The first-ever Botswana Farming Awards, held at the Tlotlo Conference Centre in Gaborone recently, saw 13 farmers win big.

This week, Voice Money caught up with one of the winners, Richard Molosiwa of Richlife Farms’ to unpick his fascinating story.

Richlife Farms scooped the Agrishop Integrated Exceptional Farmer of the Year Award – after a short chat with the down-to-earth Molosiwa, it is not hard to see why!

Operating along the Molepolole road, the farm practices dry land farming.

Crops are rain-fed on a 12-hectare horticultural undertaking that produces lablab, maize and sunflower as well as an orchard of various fruit trees.

The impressive set-up sells vegetable seedlings and Napier grass seedlings sown in the farm’s 120, 000 capacity seedling nursery.

Richlife also practices pastoral farming, rearing small stock (sheep and goats), cattle and operates a high pedigree dog breeding enterprise, specialising in both German and Belgian Shepherds.

Perhaps the most fascinating of all the activities at the farm is the home-made organic gas manufacturing operation, which uses cow dung to generate gas for cooking, lighting and heating.

According to a visibly proud Molosiwa, the Cow Dung Bio-Gas Digester, used in conjunction with the solar power energy converters that feed the household and pump water from the borehole, has helped the farm get off the power grid completely.

He is particularly pleased of his five permanent employees, who themselves have initiated certain project within the farm, such as a chicken run, some farm benches and parameter fencing.

Talking about his recent award, Molosiwa dedicated it to the team at the farm.

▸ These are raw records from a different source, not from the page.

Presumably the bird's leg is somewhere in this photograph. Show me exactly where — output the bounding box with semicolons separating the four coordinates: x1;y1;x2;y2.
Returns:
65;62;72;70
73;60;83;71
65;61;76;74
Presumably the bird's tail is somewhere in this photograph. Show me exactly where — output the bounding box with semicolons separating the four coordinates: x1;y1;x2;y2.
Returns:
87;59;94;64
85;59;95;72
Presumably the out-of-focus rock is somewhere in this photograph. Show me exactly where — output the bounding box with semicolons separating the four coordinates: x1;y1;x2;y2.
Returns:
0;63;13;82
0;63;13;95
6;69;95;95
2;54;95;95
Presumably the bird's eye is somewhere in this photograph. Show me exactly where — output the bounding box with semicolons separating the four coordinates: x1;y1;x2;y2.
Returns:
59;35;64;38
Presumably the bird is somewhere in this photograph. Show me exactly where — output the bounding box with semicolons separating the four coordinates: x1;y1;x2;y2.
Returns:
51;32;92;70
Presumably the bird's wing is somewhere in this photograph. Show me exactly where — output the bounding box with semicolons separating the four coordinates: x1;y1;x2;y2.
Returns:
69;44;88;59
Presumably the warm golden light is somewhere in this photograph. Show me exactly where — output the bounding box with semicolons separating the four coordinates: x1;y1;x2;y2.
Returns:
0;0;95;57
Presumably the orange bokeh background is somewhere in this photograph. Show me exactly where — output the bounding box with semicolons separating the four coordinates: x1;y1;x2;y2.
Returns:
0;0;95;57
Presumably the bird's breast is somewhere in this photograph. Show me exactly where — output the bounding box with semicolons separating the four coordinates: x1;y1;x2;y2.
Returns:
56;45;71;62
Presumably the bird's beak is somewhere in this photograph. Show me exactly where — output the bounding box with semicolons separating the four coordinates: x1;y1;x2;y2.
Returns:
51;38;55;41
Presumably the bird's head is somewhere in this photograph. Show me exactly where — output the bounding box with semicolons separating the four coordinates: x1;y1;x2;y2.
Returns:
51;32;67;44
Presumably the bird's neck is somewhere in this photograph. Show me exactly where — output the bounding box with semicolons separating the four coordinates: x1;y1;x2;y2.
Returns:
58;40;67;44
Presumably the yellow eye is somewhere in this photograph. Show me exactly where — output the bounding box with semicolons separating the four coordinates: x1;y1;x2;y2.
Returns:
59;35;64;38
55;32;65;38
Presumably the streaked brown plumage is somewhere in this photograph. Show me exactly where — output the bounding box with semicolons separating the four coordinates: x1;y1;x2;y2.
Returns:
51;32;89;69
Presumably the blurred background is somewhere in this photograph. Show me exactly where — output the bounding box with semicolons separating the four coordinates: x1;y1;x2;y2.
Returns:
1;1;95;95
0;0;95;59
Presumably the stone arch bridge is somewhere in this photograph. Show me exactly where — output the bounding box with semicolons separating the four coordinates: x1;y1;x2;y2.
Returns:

“It is through their hard work and dedication that we have been given this recognition,” he said, adding that the farm’s vision is to become an Agro Tourism Centre of repute in Africa

“We allow for benchmarking exercises and also sometimes have students visiting us to learn about different farming ventures,” he explained.

As with most success stories, Molosiwa’s journey has not been without its challenges.

“The local horticultural sector is growing but we are failing to get fully absorbed into the market,” he said, pointing a finger at farmers working alone instead of together.

“As farmers we need to work differently by coordinating cropping plans to ensure we supply all array of vegetables demanded by consumers,” he urged.

The determined Molosiwa stressed the need to embrace innovations such as branding and packaging farming produce.

He called for product grading, which he believes will prove to customers that ‘local produce is just as good as those from elsewhere’.

“We should be producing local products such as tomato sauce and puree and for that, we need a high capacity processing plant,” he said, adding that locally processing Botswana produce would create further employment.

The passionate farmer noted that the growth of the horticultural sector would rise if the Lobatse Town Council could emulate the Selibe Phikwe Diversification Unit (SPEDU) model for a processing plant.